The first I heard about nimda was one of the senior engineers in our company telling me to scan my PC and let him know if anything showed up. The only thing that did was a java script trojan dropper which was relatively harmless, but by the time I'd finished everyone was sitting around waiting for the company network to be given the all clear.

Nimda seemed to show a preference for hitting file servers. Even though my machine was clear at the start, I was just checking through a shared folder and *bam*, as soon as the mouse moved across a file called readme.txt.js (The final extension was hidden, but this didn't make any difference.) a tftp connection was opened to the host, and fortunately the antivirus had been updated by that time, and so stopped it. The preview bug that caused this was a zero day.

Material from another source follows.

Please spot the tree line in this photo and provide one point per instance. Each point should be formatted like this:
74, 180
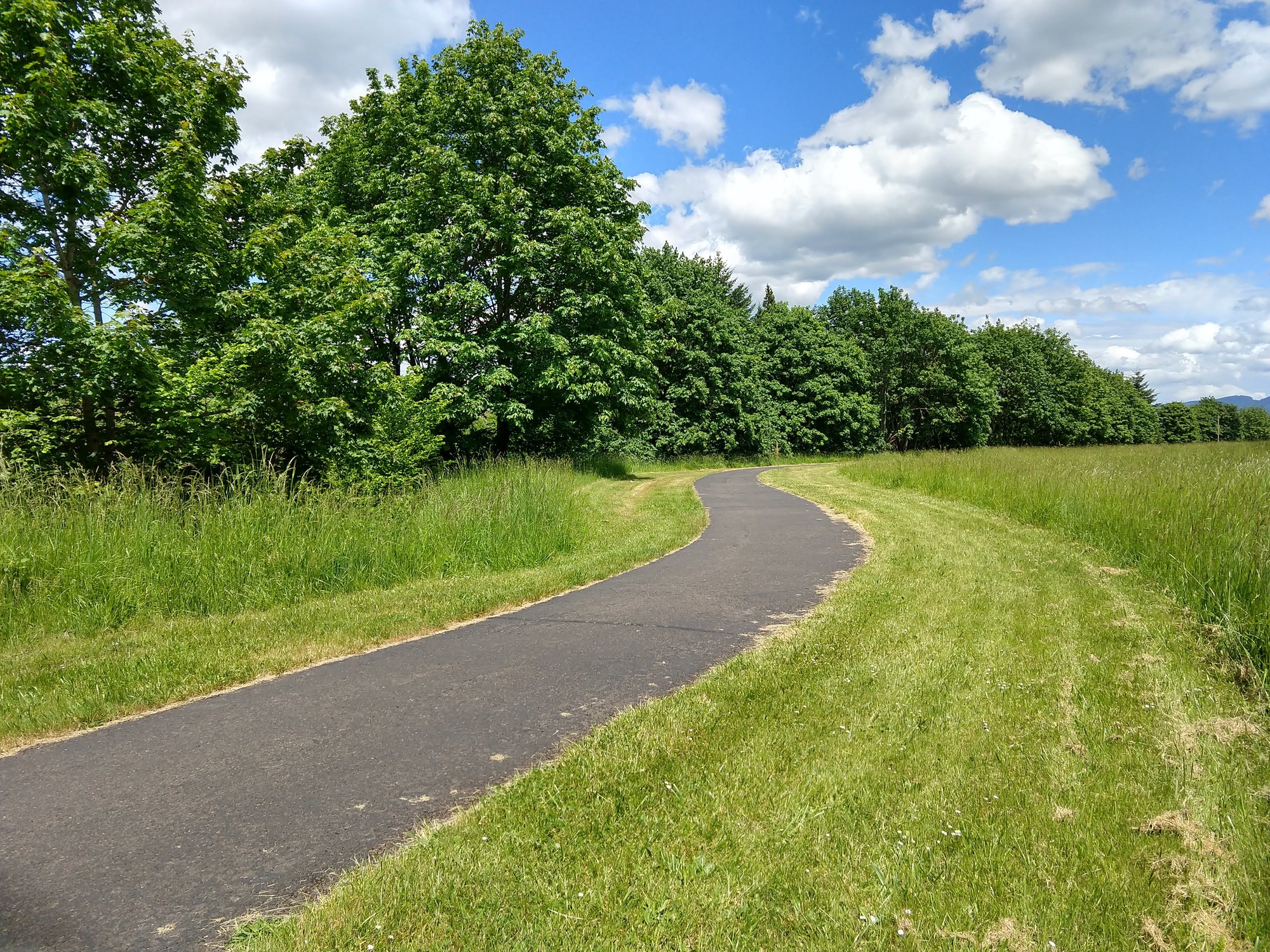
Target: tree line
455, 271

I was on a win98 box at the time, some people on unpatched NT machines fared worse (Yeah yeah, I know patch or die.. but the company I was at didn't take endpoint security seriously, it was a wake up call to the IT department, this was the first and last worm to really own our network.) they got hit by the worm like behaviour, from directory traversal attacks with no assistance from the user needed. Nimda shut us down for days, during the first few all clears our antivirus provider was still learning all the attack vectors, so it kept coming back.

I'd like to throw a few bricks at Symantec over this, but it was a shocking learning experience for more than just them. I doubt another event like this will happen on well managed networks.. It will just be the odd trojan leaking information and joining a botnet. Or maybe some idiot connecting his personal modem behind the firewall, but I can only hope not.